About this tool
Reformat compressed CSS snippets, copied styles, generated theme output, and review fragments so selectors and declarations are easier to inspect.
CSS Formatter turns compressed, generated, or messy stylesheet snippets into readable blocks so selectors, declarations, comments, and media queries are easier to inspect. It is useful for debugging copied CSS, reviewing CMS theme output, cleaning email snippets, and preparing code examples.
- Adds line breaks and indentation around selectors, declarations, blocks, comments, and media queries.
- Supports 2-space and 4-space indentation for quick style review.
- Runs locally in the browser without uploading pasted CSS.
How to use CSS Formatter
Paste the CSS, choose the indentation size, and review the formatted output before copying it into an editor, ticket, pull request, or docs page. Treat the formatted result as a readability pass, then validate important styles in the browser or your build pipeline before shipping.
When this tool is useful
- When expanding minified CSS before debugging selectors, media queries, or declarations.
- Before sharing CSS snippets in docs, pull requests, support tickets, or issue comments.
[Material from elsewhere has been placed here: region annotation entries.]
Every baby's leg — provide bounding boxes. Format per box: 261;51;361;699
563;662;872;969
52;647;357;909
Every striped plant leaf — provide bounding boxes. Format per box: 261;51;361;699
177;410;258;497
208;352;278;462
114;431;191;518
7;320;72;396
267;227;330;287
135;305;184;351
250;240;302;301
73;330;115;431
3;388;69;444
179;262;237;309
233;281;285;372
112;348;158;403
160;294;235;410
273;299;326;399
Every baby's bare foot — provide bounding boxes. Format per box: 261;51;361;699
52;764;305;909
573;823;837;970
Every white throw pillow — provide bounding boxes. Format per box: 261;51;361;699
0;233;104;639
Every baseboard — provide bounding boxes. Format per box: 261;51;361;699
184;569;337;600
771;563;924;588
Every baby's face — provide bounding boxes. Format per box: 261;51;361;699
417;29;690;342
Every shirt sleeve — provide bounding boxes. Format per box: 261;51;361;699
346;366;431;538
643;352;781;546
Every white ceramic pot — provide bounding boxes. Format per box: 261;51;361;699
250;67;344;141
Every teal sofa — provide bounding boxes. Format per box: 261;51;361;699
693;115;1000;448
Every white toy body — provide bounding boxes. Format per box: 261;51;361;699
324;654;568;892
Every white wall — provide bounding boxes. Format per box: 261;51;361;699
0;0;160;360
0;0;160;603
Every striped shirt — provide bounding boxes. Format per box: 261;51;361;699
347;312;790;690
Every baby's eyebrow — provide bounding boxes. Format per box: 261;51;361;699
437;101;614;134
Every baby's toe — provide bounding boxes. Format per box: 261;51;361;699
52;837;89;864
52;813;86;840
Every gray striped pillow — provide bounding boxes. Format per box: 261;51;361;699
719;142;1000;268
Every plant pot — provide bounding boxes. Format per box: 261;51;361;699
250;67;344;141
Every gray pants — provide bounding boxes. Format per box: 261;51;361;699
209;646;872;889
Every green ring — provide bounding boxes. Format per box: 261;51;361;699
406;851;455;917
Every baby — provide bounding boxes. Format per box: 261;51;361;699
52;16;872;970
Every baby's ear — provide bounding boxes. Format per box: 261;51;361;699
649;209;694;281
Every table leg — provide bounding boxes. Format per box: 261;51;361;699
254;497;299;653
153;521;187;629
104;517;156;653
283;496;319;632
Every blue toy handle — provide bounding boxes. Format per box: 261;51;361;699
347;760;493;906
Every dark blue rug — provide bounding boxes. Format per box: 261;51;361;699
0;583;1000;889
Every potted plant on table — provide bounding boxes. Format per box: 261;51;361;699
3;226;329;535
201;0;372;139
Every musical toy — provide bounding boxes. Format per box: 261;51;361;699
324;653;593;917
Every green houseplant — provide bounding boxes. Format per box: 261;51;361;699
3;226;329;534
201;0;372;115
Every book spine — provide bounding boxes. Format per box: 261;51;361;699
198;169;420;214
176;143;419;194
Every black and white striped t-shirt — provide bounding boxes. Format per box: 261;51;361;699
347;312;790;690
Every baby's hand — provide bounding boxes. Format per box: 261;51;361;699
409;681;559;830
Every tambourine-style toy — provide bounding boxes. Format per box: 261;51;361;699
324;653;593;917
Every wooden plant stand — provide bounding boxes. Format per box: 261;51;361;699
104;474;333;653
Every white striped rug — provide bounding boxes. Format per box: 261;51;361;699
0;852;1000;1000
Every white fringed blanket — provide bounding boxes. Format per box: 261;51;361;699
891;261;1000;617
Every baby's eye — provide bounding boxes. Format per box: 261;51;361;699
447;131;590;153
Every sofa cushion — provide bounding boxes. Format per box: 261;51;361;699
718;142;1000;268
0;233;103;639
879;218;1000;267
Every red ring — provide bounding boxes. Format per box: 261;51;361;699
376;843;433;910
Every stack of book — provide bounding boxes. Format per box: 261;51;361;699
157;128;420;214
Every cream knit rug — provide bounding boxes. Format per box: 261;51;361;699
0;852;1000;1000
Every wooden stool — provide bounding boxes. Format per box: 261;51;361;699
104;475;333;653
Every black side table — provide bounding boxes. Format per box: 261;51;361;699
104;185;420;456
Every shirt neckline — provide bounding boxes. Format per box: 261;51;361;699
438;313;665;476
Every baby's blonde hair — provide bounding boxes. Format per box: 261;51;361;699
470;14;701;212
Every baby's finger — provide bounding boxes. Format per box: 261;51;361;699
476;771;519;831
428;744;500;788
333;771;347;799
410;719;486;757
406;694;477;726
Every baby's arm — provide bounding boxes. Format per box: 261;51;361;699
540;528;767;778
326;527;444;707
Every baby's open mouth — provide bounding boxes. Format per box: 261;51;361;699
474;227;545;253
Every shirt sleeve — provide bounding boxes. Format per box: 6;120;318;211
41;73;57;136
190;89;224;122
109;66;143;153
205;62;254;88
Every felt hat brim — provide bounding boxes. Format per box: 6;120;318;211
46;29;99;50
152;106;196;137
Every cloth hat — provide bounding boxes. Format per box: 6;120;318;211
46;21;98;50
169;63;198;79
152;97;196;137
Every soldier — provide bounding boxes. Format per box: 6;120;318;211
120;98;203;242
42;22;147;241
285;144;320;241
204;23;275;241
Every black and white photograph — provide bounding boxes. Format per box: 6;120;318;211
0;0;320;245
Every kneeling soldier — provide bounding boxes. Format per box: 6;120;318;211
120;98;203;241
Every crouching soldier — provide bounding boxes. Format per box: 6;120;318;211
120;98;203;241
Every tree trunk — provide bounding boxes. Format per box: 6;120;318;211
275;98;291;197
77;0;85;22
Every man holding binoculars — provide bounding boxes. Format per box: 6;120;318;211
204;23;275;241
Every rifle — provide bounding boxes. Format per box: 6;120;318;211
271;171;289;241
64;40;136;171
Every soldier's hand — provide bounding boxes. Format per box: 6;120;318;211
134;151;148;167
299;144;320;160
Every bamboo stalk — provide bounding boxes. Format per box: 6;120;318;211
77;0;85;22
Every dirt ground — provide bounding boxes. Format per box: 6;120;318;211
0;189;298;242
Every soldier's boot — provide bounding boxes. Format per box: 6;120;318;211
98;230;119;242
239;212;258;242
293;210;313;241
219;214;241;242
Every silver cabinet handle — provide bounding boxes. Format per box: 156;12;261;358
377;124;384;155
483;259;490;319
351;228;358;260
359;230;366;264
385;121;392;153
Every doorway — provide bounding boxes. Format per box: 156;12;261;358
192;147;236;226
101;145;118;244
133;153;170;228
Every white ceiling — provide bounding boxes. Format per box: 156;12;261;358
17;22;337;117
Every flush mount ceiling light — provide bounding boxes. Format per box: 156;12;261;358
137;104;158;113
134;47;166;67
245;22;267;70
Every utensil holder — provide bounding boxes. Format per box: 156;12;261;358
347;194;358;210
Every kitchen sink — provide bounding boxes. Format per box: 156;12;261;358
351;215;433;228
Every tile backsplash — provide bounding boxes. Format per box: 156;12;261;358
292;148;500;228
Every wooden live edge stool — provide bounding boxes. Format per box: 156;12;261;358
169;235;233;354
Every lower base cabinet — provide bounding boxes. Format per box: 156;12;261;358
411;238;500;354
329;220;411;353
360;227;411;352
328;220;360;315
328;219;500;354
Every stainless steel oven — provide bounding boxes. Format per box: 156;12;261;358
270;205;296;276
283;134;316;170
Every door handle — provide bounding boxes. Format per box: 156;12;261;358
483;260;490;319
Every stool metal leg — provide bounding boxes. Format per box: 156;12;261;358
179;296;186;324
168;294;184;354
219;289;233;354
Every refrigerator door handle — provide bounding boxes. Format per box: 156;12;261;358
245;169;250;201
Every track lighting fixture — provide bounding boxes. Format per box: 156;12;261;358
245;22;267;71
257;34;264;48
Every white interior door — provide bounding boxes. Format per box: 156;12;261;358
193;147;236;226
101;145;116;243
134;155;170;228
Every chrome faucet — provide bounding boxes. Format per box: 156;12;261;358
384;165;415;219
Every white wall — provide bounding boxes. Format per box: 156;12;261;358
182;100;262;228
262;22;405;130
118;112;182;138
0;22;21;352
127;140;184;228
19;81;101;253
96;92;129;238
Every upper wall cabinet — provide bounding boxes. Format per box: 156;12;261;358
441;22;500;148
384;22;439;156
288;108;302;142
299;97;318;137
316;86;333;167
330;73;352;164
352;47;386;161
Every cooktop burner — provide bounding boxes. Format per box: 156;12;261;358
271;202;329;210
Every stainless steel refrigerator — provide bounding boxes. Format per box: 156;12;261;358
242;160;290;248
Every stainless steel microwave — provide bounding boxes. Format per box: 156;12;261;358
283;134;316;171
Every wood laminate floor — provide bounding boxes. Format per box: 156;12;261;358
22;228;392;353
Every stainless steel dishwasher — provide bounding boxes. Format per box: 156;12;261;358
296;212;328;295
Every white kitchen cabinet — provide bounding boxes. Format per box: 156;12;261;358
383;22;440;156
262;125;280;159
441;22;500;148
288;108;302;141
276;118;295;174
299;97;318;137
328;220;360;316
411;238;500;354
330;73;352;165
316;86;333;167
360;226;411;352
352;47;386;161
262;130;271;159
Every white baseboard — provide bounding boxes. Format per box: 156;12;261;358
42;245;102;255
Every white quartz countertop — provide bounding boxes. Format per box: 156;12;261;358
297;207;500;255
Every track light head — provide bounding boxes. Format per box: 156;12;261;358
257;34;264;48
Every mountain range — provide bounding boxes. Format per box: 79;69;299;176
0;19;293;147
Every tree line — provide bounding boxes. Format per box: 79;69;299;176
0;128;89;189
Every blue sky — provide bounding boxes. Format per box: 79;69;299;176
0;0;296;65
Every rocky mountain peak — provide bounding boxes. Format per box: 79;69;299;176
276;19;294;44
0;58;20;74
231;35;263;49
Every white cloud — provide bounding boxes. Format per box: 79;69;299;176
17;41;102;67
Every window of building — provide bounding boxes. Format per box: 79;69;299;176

- When reviewing generated CSS from a CMS, theme builder, email template, or third-party embed.
Practical tips
- Use the CSS Minifier after editing if you need compact production output.
- Validate critical CSS in the target browser because formatting does not fix syntax or compatibility issues.
- Keep original source CSS when debugging cascade, specificity, or generated output problems.
Examples you can test
These examples show the kind of real input and reviewed output this tool is designed to support. Use them as a starting point before pasting your own production content, then compare the output with the destination system that will use the result. The goal is not only to produce a value, but to make the input assumptions, output format, and review step clear enough that the result can be trusted in a real workflow.
Expand minified CSS
Example input
.card{display:flex;gap:16px}.card:hover{color:#111}Expected output
Readable selector blocks with one declaration per line
This is useful before reviewing generated styles or pasted snippets in a pull request.
Review a media query
Example input
@media (max-width:640px){.card{padding:16px}}Expected output
Nested media query and selector block with indentation
Indented output makes breakpoint-specific overrides easier to inspect.
Validation checklist
Run through these checks before copying the result into a CMS, codebase, spreadsheet, campaign, support ticket, or production document. Small formatting differences, unit assumptions, hidden whitespace, and platform-specific rules are common sources of mistakes in quick browser tools, so the final review should happen in the same context where the output will be used.
- Treat formatted CSS as a readability aid, not a syntax validator.
- Check the result in the target browser or build tool before shipping.
- Keep original CSS when debugging generated output or cascade issues.
- Review comments, media queries, custom properties, and calc expressions after formatting.
- Use CSS Minifier after editing if the final destination expects compact CSS.
Why people use this tool
Developers often search for CSS formatters when a style block is too compressed to review safely. A focused formatter speeds up debugging while keeping the scope honest: it improves readability, but it does not prove that the CSS is semantically correct or production-ready.
Related search intents
css formatter, css beautifier, format css online, css prettifier, beautify css.